Table 5 also compares the performances of the risk prediction models to the inclusion criteria used in screening trials (NELSON/LUSI, DLCST, ITALUNG, and NLST). In particular, the PLCOM2012 model performed systematically better than, or at least as well as, the various eligibility criteria used in trials thus far, whereas the performance of the Spitz model was the worst in all comparisons. For example, among 3,409 high-risk subjects as identified with the NELSON/LUSI criterion, 58 of the 92 lung cancer cases were diagnosed in the first 5 years of follow-up, whereas given the same size, the high-risk group identified with the PLCOM2012 model contained 12 more lung cancer cases than the one identified with the Spitz model (61 vs. 49). Likewise, in comparison with the ITALUNG criterion (2,170 classified high-risk; 51 cases identified), PLCOM2012 identified 55 cases and the model by Spitz only 41. At any fixed size for the high-risk subset, PLCOM2012 was the model showing the highest sensitivity and PPV and lowest cNPV, whereas the Spitz model always led to the lowest sensitivity and PPV and highest cNPV, and the other models had intermediate performances.

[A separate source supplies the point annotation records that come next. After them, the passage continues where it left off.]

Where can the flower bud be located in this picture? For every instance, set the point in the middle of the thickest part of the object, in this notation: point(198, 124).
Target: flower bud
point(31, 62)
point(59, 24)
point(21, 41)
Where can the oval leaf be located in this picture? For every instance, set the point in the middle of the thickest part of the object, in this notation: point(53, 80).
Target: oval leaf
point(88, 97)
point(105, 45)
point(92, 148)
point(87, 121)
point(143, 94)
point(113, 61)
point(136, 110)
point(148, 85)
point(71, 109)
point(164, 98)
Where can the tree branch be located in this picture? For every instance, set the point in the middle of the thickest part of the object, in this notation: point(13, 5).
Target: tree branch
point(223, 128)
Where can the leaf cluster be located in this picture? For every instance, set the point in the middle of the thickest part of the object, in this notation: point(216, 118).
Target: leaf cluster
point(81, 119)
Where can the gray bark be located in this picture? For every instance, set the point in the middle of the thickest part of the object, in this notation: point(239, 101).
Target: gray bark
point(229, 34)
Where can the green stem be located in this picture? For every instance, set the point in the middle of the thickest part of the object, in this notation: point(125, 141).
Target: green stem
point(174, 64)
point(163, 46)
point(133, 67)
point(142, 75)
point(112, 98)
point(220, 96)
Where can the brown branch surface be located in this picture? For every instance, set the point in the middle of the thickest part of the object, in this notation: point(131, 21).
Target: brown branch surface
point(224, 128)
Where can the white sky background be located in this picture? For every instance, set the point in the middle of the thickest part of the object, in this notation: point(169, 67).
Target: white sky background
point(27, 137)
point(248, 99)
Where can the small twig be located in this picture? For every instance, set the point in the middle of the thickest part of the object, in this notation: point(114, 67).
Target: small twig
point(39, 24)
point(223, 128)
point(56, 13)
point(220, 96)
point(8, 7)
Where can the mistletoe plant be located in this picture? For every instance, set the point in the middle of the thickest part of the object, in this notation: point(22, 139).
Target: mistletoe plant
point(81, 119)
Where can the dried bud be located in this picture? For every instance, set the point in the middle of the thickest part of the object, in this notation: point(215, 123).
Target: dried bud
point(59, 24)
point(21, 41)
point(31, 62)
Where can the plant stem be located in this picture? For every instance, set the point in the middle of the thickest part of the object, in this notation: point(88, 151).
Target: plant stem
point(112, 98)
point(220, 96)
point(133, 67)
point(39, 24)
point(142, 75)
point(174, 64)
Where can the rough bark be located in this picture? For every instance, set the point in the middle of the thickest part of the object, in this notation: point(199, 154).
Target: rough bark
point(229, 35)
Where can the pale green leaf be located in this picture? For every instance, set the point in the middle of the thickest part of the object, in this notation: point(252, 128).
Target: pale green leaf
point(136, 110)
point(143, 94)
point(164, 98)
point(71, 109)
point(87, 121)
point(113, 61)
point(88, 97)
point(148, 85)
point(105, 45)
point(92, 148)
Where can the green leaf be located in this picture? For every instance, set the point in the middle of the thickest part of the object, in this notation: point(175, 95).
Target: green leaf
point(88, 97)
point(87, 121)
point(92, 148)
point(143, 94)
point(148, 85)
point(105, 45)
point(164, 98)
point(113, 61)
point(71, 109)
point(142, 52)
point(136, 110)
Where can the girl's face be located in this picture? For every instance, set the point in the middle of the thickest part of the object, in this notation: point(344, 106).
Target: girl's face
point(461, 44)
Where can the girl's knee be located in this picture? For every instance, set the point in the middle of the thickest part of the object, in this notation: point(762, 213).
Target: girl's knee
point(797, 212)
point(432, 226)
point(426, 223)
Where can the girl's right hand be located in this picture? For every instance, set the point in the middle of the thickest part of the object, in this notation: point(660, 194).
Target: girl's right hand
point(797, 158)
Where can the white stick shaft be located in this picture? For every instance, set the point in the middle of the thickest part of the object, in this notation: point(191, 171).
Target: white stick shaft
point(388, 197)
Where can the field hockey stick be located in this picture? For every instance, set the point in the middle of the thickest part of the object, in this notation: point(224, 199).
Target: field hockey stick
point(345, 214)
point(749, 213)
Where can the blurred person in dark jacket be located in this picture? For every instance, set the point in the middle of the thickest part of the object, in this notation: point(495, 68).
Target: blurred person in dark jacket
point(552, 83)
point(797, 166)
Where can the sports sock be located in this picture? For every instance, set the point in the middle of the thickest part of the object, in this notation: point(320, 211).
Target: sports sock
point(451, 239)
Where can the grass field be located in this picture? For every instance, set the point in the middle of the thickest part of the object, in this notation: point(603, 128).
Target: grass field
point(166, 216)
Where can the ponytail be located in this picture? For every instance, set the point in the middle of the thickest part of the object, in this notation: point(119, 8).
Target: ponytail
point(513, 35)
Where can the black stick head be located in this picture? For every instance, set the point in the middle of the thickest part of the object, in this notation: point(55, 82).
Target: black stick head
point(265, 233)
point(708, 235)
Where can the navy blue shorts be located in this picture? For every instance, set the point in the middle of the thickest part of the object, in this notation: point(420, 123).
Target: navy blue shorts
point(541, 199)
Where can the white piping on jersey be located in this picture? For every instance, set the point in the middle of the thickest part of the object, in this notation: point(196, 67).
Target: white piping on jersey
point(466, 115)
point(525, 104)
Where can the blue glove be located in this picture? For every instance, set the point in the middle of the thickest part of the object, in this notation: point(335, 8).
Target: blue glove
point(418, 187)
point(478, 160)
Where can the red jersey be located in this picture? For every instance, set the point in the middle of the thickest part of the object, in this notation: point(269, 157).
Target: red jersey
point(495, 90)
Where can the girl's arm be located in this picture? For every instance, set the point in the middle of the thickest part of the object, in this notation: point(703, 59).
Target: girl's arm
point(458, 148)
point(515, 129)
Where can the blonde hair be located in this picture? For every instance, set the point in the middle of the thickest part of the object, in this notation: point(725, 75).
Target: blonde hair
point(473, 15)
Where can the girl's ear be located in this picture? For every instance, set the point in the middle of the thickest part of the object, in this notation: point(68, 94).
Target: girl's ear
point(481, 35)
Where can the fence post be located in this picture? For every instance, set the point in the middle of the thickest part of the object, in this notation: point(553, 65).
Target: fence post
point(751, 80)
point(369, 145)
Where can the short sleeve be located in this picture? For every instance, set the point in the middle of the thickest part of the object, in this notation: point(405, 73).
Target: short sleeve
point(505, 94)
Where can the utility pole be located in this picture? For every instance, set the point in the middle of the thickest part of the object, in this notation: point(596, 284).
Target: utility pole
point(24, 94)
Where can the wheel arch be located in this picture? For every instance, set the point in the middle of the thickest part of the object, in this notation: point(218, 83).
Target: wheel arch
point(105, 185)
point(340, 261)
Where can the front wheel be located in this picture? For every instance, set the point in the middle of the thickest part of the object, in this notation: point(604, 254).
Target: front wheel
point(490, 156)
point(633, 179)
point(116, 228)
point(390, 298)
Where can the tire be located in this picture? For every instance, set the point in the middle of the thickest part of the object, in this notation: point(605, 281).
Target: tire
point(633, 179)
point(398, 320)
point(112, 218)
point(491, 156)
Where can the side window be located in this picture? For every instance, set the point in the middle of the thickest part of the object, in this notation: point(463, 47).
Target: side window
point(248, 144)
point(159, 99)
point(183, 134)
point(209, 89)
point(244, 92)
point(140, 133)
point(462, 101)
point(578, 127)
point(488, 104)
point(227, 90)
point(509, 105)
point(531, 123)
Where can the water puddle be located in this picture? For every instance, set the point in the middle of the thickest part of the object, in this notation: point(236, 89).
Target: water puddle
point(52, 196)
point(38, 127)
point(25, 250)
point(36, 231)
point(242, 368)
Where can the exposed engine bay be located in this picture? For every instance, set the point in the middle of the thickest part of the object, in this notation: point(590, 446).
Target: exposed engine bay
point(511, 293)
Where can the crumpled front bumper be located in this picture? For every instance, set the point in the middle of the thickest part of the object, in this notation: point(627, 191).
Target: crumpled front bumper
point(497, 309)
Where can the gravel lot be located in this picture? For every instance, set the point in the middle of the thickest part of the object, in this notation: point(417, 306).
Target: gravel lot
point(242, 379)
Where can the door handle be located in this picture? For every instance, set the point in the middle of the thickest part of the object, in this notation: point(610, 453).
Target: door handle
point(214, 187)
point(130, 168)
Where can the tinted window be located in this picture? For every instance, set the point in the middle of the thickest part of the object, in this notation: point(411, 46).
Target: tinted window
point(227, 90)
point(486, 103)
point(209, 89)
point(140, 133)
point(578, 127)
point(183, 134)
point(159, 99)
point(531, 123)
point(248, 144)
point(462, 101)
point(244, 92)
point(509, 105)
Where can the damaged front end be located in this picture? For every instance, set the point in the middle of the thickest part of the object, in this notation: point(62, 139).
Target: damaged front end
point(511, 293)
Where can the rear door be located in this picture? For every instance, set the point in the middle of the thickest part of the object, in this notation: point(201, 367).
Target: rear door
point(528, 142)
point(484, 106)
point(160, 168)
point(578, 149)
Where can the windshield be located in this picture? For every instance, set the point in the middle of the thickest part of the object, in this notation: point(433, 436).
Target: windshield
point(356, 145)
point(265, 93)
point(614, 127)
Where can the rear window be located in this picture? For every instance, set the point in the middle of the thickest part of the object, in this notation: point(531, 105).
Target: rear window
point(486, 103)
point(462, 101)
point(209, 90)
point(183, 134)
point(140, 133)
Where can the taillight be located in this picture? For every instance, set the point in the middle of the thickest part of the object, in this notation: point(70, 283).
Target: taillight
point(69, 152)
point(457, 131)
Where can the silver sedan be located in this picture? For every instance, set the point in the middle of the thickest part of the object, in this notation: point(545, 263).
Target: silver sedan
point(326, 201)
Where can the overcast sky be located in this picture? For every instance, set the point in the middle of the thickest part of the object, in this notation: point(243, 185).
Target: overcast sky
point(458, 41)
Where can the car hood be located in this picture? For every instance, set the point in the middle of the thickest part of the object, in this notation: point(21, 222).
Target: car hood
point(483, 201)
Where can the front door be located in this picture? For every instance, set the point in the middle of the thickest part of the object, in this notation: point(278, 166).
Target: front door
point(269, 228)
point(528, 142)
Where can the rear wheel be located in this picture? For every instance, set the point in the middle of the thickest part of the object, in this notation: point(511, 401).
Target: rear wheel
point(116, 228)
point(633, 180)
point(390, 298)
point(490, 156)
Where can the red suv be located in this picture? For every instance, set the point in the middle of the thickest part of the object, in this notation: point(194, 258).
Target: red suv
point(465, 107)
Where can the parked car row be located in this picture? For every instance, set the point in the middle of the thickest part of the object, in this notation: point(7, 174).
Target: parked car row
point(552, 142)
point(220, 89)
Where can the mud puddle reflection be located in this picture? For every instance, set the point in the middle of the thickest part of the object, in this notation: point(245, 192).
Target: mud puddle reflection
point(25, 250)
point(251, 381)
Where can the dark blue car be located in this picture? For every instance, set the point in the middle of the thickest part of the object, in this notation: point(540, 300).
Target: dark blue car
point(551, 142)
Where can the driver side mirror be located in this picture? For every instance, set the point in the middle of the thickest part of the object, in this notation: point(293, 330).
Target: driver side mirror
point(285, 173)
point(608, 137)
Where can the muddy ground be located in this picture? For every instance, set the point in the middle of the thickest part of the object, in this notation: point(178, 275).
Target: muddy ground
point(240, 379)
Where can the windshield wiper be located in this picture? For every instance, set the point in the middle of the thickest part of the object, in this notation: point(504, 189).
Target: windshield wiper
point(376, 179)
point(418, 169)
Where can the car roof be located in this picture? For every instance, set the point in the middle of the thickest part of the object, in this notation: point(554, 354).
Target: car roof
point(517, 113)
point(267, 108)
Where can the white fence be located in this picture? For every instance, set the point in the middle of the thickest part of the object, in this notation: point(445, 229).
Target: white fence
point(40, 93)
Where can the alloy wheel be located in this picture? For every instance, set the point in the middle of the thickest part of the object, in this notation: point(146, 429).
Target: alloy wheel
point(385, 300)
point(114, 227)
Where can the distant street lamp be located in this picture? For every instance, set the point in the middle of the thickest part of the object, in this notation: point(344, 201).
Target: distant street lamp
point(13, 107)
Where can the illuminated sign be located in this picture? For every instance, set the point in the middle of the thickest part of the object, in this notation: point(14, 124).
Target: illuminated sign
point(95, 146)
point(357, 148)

Figure 1A compares the net benefits obtained from screening high-risk subsets identified via different selection approaches, including two extreme strategies: “screen-all” (indicated by the gray line) and “screen-none” (represented by the x-axis). The line for the screen-all strategy crosses the x-axis at the risk threshold (pt) that corresponds to the disease incidence of the cohort (20). In the present study, this threshold was 0.46%, which indicated a failure of the screen-all strategy when the expected benefit from selecting a single true positive for screening is deemed to weigh less than 216 times the potential harms due to selecting a false positive for screening [L/P = 0.0046/(1-0.0046) = 1/216]. For risk thresholds greater than 0.18% (DLCST, corresponding to an L/P > 1/554) to 0.26% (NLST, corresponding to an L/P > 1/384), the binary eligibility criteria were superior to the screen-all strategy. However, as compared with the screen-none strategy, in Fig. 1A represented by the x-axis, the trial eligibility criteria showed greater net benefit only for risk thresholds up to 1.76% (NELSON/LUSI; L/P = 1/56) to 3.04% (NLST; L/P = 1/32). Regarding the prediction models, compared with both the screen-all or screen-none strategies, all models except that of Spitz showed greater net benefit up over the full range of risk thresholds, and they performed generally as well as or better than each of the binary eligibility criteria. For the Spitz model, the net benefit became negative when the threshold was above 0.65% (L/P = 1/153). After dividing the risk estimates by a factor of 3.75; however, the Spitz model also showed positive net benefits for all risk thresholds, although its performance in decision curve analysis remained inferior to that of the other models. Figure 1B shows the cumulative probability plots for the absolute 5-year risk estimates from each of the four risk prediction models. It is worth noting that for the well-calibrated models (all but the Spitz model), the maximum 5-year absolute risk estimate in our cohort was about 7%.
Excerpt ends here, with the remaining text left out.